Pourtant, ce n’est pas la production qui manque sachant que le marché est alimenté de manière régulière, assure-t-on au niveau de la DICOPA qui dispose de nombreux points de vente à travers le territoire de la wilaya.
Bizarrement il a été constaté que toute la production, jugée conséquente, disparaissait des étals dans l’heure qui suit la livraison.
« Pourtant, il n’y a aucune pénurie en matière de blé et nous recevons régulièrement nos quotas en matière première”, assure-t-on de même source.
La seule explication plausible, selon les commerçants, serait la frénésie qui a touché le consommateur et peut-être les pratiques spéculatives.
Selon certains consommateurs et détaillants, le prix serait revu à la hausse auprès des grossistes de la région.
Plusieurs commerçants interrogés ont imputé cette pénurie au recours massif des citoyens au stockage de ce produit, contre une faible offre des grossistes.
Force est de constater que, depuis les campagnes de contrôle des différents services de répression et des fraudes, a eu beaucoup d’effet; d’où la réticence des commerçants à commercialiser ce produit de large consommation subventionné par l’Etat, donc manifestement contrôlé.

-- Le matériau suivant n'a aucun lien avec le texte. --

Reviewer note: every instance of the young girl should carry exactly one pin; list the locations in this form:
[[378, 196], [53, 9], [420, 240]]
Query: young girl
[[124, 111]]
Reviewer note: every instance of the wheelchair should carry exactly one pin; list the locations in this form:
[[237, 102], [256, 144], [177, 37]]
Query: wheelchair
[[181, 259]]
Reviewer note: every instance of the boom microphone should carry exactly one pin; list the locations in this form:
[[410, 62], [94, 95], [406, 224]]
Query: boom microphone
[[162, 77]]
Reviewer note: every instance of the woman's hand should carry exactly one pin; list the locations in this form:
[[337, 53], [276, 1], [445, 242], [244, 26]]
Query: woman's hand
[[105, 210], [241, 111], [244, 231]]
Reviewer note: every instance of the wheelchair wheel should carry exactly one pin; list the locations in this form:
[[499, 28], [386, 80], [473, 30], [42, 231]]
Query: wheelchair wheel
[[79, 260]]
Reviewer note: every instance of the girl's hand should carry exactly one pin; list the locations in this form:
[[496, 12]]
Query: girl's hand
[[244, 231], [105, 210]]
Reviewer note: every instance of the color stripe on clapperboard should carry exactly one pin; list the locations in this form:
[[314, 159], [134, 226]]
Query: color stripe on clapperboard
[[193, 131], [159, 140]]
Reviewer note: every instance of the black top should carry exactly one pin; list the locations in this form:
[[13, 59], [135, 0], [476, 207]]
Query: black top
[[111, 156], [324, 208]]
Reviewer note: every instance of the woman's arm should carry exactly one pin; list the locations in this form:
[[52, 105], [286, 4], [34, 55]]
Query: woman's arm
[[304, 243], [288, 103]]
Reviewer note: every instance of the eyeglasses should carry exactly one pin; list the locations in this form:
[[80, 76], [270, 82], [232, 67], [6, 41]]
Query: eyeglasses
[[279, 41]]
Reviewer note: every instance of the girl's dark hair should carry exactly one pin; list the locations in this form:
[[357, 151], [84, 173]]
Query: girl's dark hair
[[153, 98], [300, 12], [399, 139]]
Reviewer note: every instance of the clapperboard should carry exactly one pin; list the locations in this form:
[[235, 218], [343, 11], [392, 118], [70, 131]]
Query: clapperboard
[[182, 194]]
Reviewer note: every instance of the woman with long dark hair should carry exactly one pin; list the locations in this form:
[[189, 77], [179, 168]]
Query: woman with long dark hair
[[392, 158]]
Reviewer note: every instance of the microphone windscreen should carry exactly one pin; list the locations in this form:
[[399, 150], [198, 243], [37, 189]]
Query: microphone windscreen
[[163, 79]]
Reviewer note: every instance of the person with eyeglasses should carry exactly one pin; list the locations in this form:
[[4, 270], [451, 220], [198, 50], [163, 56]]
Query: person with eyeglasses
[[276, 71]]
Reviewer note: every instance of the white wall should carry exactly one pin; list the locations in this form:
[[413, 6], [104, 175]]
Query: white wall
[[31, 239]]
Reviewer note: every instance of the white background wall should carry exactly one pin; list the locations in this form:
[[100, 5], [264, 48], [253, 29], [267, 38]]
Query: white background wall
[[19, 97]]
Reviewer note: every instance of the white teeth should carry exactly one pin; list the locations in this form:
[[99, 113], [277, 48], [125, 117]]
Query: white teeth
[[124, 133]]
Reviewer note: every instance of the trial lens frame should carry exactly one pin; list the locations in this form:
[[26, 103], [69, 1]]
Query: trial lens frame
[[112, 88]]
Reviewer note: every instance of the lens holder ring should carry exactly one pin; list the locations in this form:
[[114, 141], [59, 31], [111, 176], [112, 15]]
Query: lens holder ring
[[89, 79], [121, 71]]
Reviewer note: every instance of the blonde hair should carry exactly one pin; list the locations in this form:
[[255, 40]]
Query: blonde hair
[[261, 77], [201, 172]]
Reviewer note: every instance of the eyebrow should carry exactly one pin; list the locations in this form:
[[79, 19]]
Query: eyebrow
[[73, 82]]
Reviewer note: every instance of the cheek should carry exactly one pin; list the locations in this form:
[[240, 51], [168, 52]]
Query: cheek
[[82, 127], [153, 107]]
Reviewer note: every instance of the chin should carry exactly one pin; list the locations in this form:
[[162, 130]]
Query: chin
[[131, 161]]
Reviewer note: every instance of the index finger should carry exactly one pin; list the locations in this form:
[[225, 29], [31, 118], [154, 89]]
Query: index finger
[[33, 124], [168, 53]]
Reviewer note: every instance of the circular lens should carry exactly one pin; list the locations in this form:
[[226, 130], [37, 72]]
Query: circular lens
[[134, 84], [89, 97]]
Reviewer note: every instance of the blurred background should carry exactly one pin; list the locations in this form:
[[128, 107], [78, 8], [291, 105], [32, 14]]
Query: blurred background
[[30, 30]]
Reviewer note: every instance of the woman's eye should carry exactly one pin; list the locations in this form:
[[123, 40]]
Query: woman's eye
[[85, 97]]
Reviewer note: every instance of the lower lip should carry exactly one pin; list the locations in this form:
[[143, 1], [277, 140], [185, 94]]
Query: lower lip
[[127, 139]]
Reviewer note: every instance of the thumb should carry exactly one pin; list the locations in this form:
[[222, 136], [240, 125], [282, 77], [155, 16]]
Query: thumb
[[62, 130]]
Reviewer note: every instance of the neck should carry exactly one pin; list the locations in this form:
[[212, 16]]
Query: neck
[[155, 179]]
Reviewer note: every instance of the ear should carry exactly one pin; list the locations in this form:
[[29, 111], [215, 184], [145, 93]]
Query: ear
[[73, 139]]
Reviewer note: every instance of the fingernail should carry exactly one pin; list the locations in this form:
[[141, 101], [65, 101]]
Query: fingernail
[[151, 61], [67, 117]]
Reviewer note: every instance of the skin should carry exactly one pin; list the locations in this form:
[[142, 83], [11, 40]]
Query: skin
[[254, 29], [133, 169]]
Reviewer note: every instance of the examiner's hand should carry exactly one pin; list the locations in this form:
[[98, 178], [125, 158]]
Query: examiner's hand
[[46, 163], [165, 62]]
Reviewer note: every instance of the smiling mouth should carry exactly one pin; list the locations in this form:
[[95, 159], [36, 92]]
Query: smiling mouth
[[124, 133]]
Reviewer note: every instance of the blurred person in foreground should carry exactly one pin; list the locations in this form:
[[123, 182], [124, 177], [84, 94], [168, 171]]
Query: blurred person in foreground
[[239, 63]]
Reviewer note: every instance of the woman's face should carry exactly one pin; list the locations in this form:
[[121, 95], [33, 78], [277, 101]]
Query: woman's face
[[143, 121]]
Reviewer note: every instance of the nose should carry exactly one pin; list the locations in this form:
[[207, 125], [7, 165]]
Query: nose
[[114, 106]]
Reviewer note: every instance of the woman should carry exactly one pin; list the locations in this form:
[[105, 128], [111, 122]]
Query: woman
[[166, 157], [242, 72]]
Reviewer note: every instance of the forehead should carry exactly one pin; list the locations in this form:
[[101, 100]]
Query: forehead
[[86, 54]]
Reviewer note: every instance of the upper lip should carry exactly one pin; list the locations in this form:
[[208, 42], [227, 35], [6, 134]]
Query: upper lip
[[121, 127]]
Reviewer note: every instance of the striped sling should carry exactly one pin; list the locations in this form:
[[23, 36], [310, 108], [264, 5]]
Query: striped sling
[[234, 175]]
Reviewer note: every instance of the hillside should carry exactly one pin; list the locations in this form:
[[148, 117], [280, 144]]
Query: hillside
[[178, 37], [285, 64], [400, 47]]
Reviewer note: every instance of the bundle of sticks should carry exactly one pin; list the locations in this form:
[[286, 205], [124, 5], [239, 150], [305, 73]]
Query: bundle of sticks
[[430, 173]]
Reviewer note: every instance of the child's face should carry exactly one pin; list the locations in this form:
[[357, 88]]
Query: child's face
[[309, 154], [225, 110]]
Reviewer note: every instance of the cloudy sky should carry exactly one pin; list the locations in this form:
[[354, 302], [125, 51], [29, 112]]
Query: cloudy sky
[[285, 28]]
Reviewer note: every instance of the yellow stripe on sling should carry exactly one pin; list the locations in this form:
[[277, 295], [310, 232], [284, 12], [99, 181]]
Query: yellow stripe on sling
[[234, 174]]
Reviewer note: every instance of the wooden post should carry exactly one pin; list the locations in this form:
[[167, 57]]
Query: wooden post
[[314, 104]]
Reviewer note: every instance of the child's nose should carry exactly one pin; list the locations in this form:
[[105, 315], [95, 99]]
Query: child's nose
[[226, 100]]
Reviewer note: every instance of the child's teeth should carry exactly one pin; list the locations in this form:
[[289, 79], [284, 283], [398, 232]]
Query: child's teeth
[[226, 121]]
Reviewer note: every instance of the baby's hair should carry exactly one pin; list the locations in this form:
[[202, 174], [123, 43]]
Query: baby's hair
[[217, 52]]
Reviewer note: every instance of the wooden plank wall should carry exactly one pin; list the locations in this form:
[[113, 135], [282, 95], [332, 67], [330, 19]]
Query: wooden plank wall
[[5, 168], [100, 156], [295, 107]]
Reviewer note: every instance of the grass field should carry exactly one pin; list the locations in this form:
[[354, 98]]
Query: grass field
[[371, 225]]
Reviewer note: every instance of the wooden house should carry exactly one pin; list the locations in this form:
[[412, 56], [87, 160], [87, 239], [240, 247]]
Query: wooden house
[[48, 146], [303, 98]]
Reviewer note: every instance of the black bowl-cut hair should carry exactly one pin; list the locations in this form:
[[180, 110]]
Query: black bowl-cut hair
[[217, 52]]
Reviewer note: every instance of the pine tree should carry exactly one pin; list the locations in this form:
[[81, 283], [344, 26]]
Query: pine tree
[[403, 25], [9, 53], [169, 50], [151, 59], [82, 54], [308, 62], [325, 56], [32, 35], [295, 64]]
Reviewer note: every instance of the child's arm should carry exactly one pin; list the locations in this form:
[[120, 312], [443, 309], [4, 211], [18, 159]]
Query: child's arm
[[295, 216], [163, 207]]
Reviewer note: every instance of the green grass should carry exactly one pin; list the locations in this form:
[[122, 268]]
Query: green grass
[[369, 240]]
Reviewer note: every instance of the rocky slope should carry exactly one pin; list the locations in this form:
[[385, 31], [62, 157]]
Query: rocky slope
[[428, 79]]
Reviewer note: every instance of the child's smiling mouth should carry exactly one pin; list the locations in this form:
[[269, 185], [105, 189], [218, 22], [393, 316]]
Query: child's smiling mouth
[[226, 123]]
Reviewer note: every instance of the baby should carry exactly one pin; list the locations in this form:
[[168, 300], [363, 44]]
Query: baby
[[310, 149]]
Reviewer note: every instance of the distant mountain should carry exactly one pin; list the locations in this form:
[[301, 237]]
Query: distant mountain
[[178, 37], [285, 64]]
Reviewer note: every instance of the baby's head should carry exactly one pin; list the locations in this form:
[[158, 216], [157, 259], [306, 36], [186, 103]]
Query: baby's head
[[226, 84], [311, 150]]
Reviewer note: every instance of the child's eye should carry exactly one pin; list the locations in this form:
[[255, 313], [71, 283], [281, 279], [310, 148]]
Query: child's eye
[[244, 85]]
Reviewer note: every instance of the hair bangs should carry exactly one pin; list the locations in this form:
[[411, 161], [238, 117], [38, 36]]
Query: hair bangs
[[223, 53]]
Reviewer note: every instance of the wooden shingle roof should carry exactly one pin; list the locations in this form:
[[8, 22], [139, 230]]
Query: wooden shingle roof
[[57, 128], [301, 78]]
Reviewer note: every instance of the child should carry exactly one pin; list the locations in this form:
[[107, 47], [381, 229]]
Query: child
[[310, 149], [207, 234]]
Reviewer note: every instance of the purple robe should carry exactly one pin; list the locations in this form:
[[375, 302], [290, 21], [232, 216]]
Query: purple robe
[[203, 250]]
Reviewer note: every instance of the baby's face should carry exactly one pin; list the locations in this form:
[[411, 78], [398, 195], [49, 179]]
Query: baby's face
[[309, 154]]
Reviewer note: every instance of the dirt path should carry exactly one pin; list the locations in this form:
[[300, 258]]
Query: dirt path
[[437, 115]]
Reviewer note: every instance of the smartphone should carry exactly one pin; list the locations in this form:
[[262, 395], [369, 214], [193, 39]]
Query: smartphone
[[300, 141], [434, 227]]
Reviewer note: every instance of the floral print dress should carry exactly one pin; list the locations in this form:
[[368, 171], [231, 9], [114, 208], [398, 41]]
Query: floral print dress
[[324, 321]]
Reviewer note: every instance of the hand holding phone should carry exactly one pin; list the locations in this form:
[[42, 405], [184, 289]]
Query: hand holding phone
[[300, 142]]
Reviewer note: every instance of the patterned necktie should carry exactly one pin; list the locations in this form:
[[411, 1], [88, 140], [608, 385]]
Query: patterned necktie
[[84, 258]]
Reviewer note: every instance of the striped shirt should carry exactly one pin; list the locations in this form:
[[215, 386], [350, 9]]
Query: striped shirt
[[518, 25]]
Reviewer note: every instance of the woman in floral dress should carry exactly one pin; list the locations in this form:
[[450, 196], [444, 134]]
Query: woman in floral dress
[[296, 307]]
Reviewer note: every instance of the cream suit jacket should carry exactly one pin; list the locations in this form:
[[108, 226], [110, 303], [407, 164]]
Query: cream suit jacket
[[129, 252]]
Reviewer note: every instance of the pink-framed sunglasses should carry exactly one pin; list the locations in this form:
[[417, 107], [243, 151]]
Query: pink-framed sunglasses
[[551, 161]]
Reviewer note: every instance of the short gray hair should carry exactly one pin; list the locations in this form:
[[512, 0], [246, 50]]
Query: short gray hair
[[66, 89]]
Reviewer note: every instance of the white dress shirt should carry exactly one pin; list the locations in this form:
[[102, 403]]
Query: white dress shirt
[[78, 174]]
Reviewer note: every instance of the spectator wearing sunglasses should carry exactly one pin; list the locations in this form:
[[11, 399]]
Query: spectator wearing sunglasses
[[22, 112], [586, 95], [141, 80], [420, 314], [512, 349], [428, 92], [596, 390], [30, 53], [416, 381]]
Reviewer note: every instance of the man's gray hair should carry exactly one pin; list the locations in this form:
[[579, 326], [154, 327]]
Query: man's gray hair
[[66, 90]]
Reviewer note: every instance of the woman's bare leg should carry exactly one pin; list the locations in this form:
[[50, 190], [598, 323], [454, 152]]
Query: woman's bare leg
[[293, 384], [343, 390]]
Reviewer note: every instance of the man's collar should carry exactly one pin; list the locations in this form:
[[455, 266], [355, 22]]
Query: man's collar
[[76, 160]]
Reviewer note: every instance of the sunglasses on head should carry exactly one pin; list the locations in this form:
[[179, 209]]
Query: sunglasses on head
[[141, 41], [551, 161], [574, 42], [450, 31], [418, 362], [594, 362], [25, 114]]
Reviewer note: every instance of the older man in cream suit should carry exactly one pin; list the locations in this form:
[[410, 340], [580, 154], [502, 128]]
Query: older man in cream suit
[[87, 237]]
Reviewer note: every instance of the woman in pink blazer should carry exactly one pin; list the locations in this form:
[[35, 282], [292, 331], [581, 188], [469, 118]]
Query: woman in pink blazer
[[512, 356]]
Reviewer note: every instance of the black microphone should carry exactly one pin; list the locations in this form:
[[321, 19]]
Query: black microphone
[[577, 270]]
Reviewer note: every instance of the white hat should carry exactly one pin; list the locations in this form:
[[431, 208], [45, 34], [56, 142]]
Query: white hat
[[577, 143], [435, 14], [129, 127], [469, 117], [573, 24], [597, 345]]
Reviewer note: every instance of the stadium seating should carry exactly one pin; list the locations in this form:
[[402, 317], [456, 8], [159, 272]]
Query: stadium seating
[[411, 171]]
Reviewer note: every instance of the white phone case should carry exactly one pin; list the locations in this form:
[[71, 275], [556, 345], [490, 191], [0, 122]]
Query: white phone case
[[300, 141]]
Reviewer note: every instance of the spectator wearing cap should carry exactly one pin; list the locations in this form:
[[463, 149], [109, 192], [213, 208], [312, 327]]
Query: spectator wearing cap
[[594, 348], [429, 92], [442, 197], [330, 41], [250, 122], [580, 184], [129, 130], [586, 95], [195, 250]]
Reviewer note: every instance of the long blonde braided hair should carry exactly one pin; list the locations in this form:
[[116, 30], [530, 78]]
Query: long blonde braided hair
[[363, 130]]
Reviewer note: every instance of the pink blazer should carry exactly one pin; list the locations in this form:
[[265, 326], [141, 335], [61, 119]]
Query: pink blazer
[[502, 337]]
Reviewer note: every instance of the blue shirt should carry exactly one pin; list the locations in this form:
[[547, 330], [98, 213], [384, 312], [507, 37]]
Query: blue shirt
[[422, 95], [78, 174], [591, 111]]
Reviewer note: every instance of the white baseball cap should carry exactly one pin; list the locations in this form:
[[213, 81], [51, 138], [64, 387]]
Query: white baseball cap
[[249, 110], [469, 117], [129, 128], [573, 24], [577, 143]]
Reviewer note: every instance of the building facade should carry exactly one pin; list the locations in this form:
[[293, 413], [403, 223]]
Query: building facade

Selon l’Union général des commerçants et artisans (UGCA) de la wilaya, ainsi que l’association des protection du consommateur et son environnement, il faudrait mettre en place d’autres minoteries dans la wilaya d’Oran, de manière à ce que l’on puisse répondre aisément à la demande locale et ne pas dépendre des minoteries situés dans d’autre régions du pays.
Selon des explications, la wilaya d’Oran fait souvent les frais en subissant l’impact des pénuries enregistrés ailleurs, estiment certains commerçants.
Dans ce même contexte, l’on apprend que les produits alimentaires subventionnés, dont la semoule, la farine et l’huile de table, font l’objet de la contrebande.
En somme, les subventions généralisées des produits de large consommation sont à l’origine de la recrudescence du phénomène de la contrebande vers les frontières, si ce n’est de la spéculation locale.